Disclosure

The sole purpose of this blog is to articulate what I have learned over the past 40 years about the mechanics, biomechanics and physics of skiing in the hope that it will help to encourage the application of sound principles of science for the betterment of this great sport. Although the following US Patents and associated international patents were granted to me all these patents have expired and are now in the public domain for all to use and enjoy. I have no association or affiliation of any kind with the ski industry. Nor am I involved in any capacity in the sport for other than for my personal enjoyment and to assist other skiers and racers as time permits.

12 comments

  1. Hello David,

    Hoping you still monitor any comments here…
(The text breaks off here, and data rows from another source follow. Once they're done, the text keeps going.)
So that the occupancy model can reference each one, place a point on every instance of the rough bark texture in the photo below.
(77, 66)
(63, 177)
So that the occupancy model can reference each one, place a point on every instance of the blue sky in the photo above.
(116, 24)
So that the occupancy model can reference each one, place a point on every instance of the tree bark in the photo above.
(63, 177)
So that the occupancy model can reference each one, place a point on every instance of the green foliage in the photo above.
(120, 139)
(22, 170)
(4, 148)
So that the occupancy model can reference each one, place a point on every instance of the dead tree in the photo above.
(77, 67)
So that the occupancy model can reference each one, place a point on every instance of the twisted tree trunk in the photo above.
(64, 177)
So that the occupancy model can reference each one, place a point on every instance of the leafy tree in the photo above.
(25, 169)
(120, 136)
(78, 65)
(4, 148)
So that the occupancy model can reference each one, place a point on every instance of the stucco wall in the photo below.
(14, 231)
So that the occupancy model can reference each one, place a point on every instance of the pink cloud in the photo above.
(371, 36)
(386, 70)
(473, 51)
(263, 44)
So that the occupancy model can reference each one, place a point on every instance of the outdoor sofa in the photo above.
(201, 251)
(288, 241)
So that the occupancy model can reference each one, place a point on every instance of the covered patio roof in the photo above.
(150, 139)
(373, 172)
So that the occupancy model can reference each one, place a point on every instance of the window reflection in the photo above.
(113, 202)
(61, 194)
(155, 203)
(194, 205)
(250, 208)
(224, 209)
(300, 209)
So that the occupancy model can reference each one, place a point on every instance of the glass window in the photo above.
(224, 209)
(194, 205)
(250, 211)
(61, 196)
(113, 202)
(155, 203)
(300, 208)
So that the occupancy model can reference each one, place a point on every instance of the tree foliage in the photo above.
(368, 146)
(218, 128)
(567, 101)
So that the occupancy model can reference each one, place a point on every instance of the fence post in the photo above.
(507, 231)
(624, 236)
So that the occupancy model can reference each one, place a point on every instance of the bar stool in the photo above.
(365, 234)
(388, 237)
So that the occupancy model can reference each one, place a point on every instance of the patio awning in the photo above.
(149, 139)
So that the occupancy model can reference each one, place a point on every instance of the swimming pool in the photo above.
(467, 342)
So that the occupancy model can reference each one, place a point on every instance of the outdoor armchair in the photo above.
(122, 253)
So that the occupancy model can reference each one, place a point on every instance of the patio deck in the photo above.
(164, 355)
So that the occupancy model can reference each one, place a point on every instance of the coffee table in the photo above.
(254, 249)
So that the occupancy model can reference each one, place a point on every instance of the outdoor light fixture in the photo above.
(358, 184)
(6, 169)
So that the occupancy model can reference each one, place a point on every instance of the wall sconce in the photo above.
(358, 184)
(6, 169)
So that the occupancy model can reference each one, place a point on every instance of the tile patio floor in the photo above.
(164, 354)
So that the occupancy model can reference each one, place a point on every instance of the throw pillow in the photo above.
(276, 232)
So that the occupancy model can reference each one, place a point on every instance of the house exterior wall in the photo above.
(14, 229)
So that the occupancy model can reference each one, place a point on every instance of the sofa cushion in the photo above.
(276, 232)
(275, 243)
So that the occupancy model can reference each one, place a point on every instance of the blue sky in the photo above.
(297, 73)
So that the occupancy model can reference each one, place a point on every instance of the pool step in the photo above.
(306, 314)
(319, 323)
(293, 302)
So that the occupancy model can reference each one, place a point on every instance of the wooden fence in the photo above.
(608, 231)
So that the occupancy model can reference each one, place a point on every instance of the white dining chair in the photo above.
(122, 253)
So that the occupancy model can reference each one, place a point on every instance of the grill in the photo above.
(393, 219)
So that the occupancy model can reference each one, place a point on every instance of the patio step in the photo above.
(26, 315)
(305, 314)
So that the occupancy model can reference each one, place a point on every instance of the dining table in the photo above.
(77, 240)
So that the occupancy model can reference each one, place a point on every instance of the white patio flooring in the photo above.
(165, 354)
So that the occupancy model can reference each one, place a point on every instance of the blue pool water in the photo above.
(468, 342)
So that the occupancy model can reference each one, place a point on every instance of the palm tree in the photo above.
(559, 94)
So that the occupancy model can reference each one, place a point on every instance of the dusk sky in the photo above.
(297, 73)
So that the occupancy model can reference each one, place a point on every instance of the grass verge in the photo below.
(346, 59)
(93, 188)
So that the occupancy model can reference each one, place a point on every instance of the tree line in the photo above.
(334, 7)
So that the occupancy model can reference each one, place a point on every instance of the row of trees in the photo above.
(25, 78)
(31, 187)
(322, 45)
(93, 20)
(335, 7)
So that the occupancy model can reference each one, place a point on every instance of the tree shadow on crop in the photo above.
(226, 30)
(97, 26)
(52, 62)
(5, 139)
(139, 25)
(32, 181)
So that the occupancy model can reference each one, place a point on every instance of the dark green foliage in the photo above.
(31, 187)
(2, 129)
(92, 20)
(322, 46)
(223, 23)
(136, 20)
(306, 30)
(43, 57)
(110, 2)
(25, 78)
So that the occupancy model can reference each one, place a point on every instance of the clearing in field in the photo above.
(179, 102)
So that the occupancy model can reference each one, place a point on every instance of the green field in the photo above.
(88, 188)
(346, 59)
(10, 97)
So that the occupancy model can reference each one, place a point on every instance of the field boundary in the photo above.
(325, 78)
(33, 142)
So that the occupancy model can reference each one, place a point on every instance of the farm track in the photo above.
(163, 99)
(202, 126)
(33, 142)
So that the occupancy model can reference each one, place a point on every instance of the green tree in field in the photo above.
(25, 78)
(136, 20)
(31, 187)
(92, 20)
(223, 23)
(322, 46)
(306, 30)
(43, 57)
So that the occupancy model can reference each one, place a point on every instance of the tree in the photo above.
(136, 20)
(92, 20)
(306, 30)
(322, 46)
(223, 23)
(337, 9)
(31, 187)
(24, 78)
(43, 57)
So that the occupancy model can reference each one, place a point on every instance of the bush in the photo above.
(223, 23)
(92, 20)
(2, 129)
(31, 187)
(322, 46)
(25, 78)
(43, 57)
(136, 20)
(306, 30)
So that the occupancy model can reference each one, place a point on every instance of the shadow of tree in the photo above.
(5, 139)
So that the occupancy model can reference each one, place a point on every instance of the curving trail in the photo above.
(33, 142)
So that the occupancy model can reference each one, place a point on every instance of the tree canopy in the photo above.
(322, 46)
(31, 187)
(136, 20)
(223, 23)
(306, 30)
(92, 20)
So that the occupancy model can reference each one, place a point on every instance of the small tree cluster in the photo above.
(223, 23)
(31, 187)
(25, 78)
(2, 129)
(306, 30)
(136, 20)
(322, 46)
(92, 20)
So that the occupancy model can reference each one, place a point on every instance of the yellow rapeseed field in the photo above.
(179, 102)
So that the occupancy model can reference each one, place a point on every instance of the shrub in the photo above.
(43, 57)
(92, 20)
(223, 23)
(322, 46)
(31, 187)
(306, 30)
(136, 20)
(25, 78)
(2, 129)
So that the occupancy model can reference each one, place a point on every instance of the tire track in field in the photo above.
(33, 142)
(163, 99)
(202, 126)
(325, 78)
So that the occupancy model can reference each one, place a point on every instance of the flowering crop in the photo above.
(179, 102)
    I am a 76 year of age New England skier who stumbled across your absolutely inspiring http://www.skimoves.me URL while educating myself on present day boot-fitting with a mission of replacing my seventeen year old Technica Carbon Cuff Ikon ALUs.
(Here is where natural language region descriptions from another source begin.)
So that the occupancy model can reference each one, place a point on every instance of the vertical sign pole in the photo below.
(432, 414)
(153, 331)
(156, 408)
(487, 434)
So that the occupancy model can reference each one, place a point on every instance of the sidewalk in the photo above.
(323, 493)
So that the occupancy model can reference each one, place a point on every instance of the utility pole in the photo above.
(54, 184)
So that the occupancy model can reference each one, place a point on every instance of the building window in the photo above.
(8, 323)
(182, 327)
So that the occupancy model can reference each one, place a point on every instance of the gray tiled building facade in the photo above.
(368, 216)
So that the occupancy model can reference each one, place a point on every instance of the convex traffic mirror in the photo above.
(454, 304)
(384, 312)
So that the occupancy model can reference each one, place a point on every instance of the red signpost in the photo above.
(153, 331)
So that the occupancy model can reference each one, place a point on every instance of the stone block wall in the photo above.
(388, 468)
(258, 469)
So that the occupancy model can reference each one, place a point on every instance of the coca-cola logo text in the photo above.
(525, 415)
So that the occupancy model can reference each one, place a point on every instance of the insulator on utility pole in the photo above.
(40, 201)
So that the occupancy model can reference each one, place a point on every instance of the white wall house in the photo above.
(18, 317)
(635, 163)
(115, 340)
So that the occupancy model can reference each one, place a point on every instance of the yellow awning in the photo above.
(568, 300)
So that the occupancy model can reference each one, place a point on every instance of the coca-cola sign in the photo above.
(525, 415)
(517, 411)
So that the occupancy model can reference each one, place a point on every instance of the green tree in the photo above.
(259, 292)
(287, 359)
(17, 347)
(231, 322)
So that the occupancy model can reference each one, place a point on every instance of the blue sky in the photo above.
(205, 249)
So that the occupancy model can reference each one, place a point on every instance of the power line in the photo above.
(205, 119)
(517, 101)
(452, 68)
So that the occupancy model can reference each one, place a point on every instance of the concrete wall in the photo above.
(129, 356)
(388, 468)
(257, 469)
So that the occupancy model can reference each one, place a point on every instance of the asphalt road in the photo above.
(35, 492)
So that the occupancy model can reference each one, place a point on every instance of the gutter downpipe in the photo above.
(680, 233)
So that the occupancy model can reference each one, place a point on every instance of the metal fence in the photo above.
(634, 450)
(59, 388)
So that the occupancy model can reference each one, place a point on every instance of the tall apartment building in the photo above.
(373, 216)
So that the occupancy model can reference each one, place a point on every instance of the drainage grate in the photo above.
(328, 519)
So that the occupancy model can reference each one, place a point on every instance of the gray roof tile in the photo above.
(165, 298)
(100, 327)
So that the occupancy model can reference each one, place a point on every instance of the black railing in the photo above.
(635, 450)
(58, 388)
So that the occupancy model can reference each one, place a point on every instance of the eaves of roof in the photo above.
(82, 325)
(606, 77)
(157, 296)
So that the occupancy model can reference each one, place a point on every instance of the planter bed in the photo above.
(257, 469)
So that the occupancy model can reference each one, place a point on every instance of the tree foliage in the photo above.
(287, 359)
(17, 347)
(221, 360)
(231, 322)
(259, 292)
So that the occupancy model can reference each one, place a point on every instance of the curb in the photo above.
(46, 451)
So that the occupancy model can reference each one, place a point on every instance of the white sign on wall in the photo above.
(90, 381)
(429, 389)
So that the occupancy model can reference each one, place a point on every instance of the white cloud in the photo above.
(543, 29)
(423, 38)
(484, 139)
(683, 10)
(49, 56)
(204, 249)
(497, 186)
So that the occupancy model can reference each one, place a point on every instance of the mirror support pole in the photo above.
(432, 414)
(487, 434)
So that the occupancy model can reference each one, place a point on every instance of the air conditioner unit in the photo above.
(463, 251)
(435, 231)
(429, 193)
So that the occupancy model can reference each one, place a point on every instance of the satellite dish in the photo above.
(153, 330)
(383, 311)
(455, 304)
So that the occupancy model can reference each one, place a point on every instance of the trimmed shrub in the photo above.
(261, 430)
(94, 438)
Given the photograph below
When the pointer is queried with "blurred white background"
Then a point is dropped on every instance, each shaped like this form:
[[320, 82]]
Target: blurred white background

    I have skied since age three beginning on a 180′ vertical rope tow in a cow pasture including mini-kids USEASA (Eastern Division precursor to USAA) highly informal racing which lead to High School and College Alpine and Nordic Cross Country. I even had a very short stint in the US Army, Fort Richardson, Alaska at the US Modern Winter Biathlon Training Center until Vietnam succeeded in altering my plans but settled back in Anchorage where my wife and I even did a bit of Masters Racing at Mount Alyeska in the 1980s.

    I certainly do appreciate your imparting all your knowledge with so many meticulous posts and keeping it keeping it active since you have ‘retired’; I immediately zeroed in on the monopedal stance and I am certain you well understand why-actually lifting the uphill ski and stepping into the next turn was the mantra of the ’50s-at least in New Hampshire on granite hard “boilerplate conditions.” That caused, for me at least, a habit of frequently throwing in a little ‘Ab-Stem’ in order to handle the longer skis which I have mostly been able to eliminate in a quest for more modern technique.Your many dissertations, diagrams, videos of the foot and ankle joint bio-mechanics really got me thinking.
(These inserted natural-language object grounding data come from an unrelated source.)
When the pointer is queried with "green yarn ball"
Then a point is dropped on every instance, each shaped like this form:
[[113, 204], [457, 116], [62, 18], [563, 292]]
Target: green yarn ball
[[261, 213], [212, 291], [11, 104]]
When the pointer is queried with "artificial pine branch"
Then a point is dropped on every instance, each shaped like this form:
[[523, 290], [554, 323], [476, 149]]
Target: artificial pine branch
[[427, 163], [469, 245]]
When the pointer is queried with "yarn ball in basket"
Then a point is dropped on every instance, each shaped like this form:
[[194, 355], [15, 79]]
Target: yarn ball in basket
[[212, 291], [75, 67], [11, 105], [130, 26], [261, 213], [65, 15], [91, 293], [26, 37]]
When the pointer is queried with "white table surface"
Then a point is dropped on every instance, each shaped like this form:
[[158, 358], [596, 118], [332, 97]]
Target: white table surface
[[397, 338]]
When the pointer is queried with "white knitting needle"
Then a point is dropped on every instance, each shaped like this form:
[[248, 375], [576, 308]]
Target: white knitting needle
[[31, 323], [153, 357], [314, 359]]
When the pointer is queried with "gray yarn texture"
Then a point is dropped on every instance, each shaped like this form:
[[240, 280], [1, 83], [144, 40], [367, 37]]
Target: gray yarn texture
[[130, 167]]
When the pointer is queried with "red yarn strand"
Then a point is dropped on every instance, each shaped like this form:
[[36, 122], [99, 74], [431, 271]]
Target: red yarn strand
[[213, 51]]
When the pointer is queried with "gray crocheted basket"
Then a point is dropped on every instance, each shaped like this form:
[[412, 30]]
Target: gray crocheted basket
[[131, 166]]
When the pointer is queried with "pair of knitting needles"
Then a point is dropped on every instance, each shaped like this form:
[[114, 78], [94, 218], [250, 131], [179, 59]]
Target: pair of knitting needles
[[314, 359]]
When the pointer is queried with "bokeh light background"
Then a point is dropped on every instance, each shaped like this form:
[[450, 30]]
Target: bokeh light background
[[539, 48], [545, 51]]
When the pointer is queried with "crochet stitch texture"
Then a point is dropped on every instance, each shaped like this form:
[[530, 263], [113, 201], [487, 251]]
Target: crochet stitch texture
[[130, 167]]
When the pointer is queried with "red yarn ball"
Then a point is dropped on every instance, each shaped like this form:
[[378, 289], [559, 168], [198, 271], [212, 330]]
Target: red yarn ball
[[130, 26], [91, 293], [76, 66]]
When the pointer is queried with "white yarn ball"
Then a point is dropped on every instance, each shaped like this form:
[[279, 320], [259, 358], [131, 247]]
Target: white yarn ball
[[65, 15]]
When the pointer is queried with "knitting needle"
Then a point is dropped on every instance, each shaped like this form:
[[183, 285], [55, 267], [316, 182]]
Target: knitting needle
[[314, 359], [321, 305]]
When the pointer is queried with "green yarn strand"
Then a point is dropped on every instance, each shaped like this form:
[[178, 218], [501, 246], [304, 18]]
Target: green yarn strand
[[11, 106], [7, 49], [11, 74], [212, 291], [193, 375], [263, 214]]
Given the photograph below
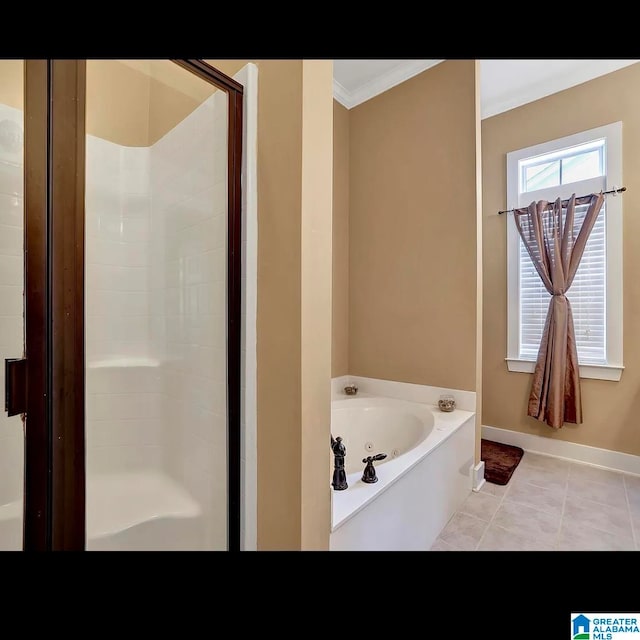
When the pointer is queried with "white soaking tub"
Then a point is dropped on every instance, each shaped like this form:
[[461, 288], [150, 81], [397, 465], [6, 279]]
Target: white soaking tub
[[422, 482]]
    Thinking that is, why, other than increased age I feel continually tensed and unable to relax as was easily done in my earlier skiing. I first purchased a SuperFeet custom orthotic in 1981 at a Scott Brooksbank SureFoot shop in Park City, also had one made by a race-oriented shop fitter (former World Cup Technician) after he hinted mine were worthless and since have used off the shelf variations. I however never did really feel that that doing so ever really made my skiing easier or better.

    Thinking ,also, that I undoubtedly might be able to ski better using my old technique and with properly set up boots!

    I am able, however, to say that one combination in particular did result in an extended period of my most comfortable and easy skiing ever; about fourteen or more years ago as my Technica liners became worn a shop in Burlington, VT, set me up with an Aline off the shelf footbed placed UNDER an Intuition PowerWrap heat molded liner and since pondering everything I have digested so far on skimoves.me (approximately 50%) I began remembering my feet being very active, warm and comfortable in the Intuitions.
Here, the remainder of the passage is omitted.